Reagan Rockholm has been a part of the Embrace Strength Counseling team for almost three years, and has played a key role in the development of our internship program. Reagan started as an intern in 2020 before graduating with her Master’s in Counseling Psychology in 2021. Since then, Reagan has brought invaluable insight, support, and knowledge to ESC as a therapist. Reagan currently offers individual counseling via telehealth, and will earn the title of Licensed Professional Counselor (LPC) this year. To learn more about Reagan, read our Q&A below.
What made you want to become a therapist?
I got interested in psychology through a high school teacher. I’m from a really rural small town, so I think it was the first time I was exposed to outside ideas of mental health being an okay thing to talk about and explore. That encouraged me to pursue psychology in college.
I actually didn’t want to be a therapist at first; I was adamantly against it because of my biases from growing up. Being a therapist was seen as a “kooky” thing, and people in my town thought mental health wasn’t real. They thought that you just have to “pull yourself up by the bootstraps” if you want to get over something. I didn’t have much exposure to the idea that mental health is an acceptable topic, so I was initially interested in organizational/industrial psychology.
Later on, my friends helped me to understand that organizational/industrial psychology wasn’t a good fit for me. They asked me what I wanted for my career and I told them that I don’t want to be stuck at a desk, staring at a computer and looking at data all day. I just really wanted to talk to people and have relationships with people through work. It became clear that being a therapist is my passion and what I was called to do.
I’m really lucky—since pursuing mental health, a lot of my family members who initially weren’t enthusiastic about my career choice have really come around and supported me. Now they are advocates themselves for mental health in our community, encouraging friends and family to go to therapy and be more mental health positive.
How would you describe your approach to therapy?
I use a mixture of approaches—Acceptance and Commitment Therapy (ACT) really calls to me, and the idea of living a values-guided life. I also really enjoy Cognitive Behavioral Therapy (CBT) and some of the tools used for that. More recently, I’ve been looking into Radically Open Dialectical Behavior Therapy (RO-DBT) and I’m currently taking a training on that. Learning about RO-DBT has been really cool and I think it’s going to work well with the clients I see.

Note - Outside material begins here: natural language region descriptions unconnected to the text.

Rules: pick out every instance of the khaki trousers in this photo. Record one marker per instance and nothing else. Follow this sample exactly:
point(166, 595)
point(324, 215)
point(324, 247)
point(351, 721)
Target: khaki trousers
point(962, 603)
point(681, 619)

I try to tailor each session to each individual client. I am pretty flexible and let the client guide the session as far as what they would like to focus on each week. I also try to emphasize their priorities and goals and try to move them closer to those along the way. Overall, I use a mixture of some structure but a lot of flexibility from week to week.
What kinds of clients and presenting problems are you most interested in working with?
I work quite a bit with disordered eating and body image issues. That is a large part of the clients I work with, but I am also interested in working with neurodivergence; clients with autism and ADHD. In undergrad I had an internship at a disability resource center so I already had that background, but working with clients that have these diagnoses has made me even more passionate. I’m very interested in how neurodivergence intersects with eating disorders, and I am always looking for new ways to learn and new trainings to do.
What strengths do you have as a therapist?
I’m very non-judgmental and have an openness and willingness to talk about anything. I am also a very curious person and I enjoy continuing to learn, so if topics come up that I am not well-acquainted with, I am more than eager to brush up on things and meets my clients’ needs wherever I can. I think that has helped me the most in my career so far.
What would you like your clients to get out of working with you?
I think the most valuable thing somebody can get from therapy is the acceptance that therapy is okay to do. Even younger clients who don’t necessarily want to be in therapy at this point, or older clients who come into therapy, try it out, and it turns out we aren’t a good fit together or they realize they aren’t ready for therapy at this time in their life—I want them all to leave knowing that therapy is okay to go to and something they can always leave and come back to throughout their life.
I myself have a therapist, and my therapist has a therapist. It’s such a helpful thing, even if there’s nothing “wrong” going on in your life. It’s so meaningful to check in and get that outside support and insight.
What are your goals for your career as a therapist?
I’m really content with what I’m doing now, so I would like to continue to take trainings on things that interest me and expand my caseload to different presenting concerns. I want to follow that part of my curiosity and not be strict on what I need to get a certificate in or do a training on; I want to follow my passions. I considered doing a PhD for a while, but that is on hold for now. I’ve recently figured out that I can still be a learner and still satisfy that part of my values without having to formally be in school.
What do you do outside of work that helps you to live a healthy, balanced life?
I am the queen of a million hobbies! Right now I’m really into crocheting and I like reading a lot. I’ve also enjoyed candle making, baking, cooking, painting, working with clay, and more. I like to be creative; there’s a pleasure in getting to make something and just focus on one thing at a time. It helps me to be more grounded. Recently I’ve also been learning to golf. I’m not very good but I appreciate the time spent outside.
If you weren’t a therapist, what do you think you would be doing?
From a really young age I’ve always loved reading and been very passionate about it. I took some creative writing classes in high school and college and loved it, so I think if I weren’t a therapist, I would be a writer or an author.